A couple of months ago, someone posted a front axle shock absorber that would eliminate shimmy. They also send me a personal email, because I had mentioned this problem. I can’t find it in the data base. I thought it was Al Fisher, but it wasn’t him. Can anyone tell me who this is/was?
Hi Tony,
That was posted by Bob Bujak.
If you go to the Emporium page, click the Search button at the top of the page and enter “front axle” (include the quote marks), it will show you the ad that Bob ran in the Emporium in February.
Paul
Tony,
Are you having shimmy issues on the ’31 or the ’36? When does it come on and is it a new problem?
Bill
I’ve never tried one, but if you go to an RV dealership, they sell clamp-on front axle shock absorbers. May not look original, but none will. Not an expert, but would think that front end shimmy is a result of other issues. Hi to all. David Coco Winchester Va.
I don’t remember when it started. It could have been after I replaced the forty year old Martin 7 plies. It occurs at 40mph, and you can drive through it. Rapid acceleration through 40mph seems to bypass the phenomenon. If it were at 60, who cares. A lot of driving is done at 40. I think one kingpin is a little sloppy, not bad enough to monkey with along with my other current projects, moving, etc.
The first thing I’d check is tire pressure. I run 45 lbs in my ’31 Model 42.
If that doesn’t do it you can try about 1/4 turn on your tie rod in the direction of decreasing toe in. I had a nasty shimmy on my ’31 that started at about thirty and I had to slow to 5 mph before it went away. A friend suggested that I try the 1/4 turn and I mistakenly went the wrong way and increased the toe in. The shimmy was immediately WORSE, so I knew I had something. I wound up with a 1/3 turn adjustment to reduce toe-in and the shimmy was gone until my tire pressures dropped below 40 lbs. and then I’d get a hint of it again. My kingpins and tie rods are all tight, by the way.
Food for thought.
Bill
I made a few brackets, and just threw a GM pick-up truck unit on my ’33 836…behind the axle, of course, so you can’t see it.
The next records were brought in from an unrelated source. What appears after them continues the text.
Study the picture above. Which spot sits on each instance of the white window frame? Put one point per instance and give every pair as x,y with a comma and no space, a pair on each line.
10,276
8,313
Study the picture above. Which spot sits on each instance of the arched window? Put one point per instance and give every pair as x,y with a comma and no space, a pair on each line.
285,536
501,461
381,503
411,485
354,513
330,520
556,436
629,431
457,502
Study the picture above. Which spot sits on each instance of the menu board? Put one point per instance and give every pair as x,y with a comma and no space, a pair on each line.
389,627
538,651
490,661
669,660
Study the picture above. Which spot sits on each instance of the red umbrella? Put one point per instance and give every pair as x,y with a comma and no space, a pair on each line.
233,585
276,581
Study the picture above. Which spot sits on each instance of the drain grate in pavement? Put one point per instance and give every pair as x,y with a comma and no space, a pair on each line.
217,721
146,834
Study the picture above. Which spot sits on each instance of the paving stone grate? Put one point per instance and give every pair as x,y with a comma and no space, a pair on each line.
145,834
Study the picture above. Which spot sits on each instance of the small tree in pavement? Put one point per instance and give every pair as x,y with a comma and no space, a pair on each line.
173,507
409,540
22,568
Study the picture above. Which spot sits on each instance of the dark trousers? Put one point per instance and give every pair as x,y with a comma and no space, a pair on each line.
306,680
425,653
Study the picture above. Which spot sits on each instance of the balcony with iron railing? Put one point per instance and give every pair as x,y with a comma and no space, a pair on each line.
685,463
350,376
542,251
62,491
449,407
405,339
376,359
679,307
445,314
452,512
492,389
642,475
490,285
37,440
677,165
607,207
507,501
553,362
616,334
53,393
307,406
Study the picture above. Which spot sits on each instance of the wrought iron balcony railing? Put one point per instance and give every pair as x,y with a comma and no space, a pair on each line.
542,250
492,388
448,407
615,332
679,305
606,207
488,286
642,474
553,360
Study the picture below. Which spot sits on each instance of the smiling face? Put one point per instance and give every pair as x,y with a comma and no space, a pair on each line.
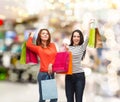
76,38
44,35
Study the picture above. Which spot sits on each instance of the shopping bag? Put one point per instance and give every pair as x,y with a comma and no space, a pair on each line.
31,57
23,54
91,41
49,89
98,39
69,72
61,62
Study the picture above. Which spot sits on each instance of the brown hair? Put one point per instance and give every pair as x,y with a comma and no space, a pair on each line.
39,40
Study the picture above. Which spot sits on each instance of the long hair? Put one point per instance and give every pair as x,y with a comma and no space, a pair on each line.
39,40
81,40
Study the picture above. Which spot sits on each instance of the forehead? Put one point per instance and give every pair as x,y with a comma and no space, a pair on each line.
76,34
44,31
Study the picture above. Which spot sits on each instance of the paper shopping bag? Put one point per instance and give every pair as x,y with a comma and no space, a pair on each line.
31,57
61,62
98,39
49,89
23,54
69,72
91,41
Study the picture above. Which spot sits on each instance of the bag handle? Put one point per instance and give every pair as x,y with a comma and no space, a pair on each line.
49,76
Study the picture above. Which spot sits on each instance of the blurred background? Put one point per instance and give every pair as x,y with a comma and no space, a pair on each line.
18,83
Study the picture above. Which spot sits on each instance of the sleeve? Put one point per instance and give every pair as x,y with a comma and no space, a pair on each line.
31,46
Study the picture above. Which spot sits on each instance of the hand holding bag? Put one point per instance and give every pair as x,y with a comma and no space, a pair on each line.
95,40
31,57
49,88
61,62
69,72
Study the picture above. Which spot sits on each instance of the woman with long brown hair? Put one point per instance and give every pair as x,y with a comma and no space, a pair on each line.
46,51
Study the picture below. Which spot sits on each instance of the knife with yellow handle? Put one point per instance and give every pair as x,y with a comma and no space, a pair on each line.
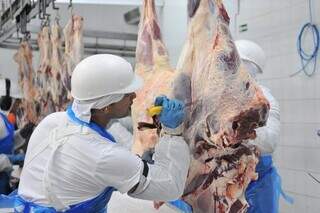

Bob Bujak’s deal may, however, be the path of least resistance.
No doubt…you’ll be happy with the results.
Steven Rossi
East Haddam, CT
I ran into this when I tried to change the caster angle to make the car easier to steer. It seemed that any change to the positive made the car very shimmy prone. I tried changing the toe in but it didn’t seem to change much. I was running 45lbs in the tires. Ended up I had to take all the wedges out and run neutral caster to get it to work right.
The car has pretty heavy steering and I really wanted to get it lighter so Dot could drive it.
I think I may try changing the castor again and installing a damper to quiet the steering down. It seems pretty straight forward to clamp off between the axle and tie rod.
You mentioned that this came about right sfter changing out the old tires. Try having the new tires properly balanced, preferably with the “Hunter System” — they can balance lug-centric, or can balance the entire rotating assembly on the car — a bit more expensive than conventional, but then so are our cars – and so worth it !!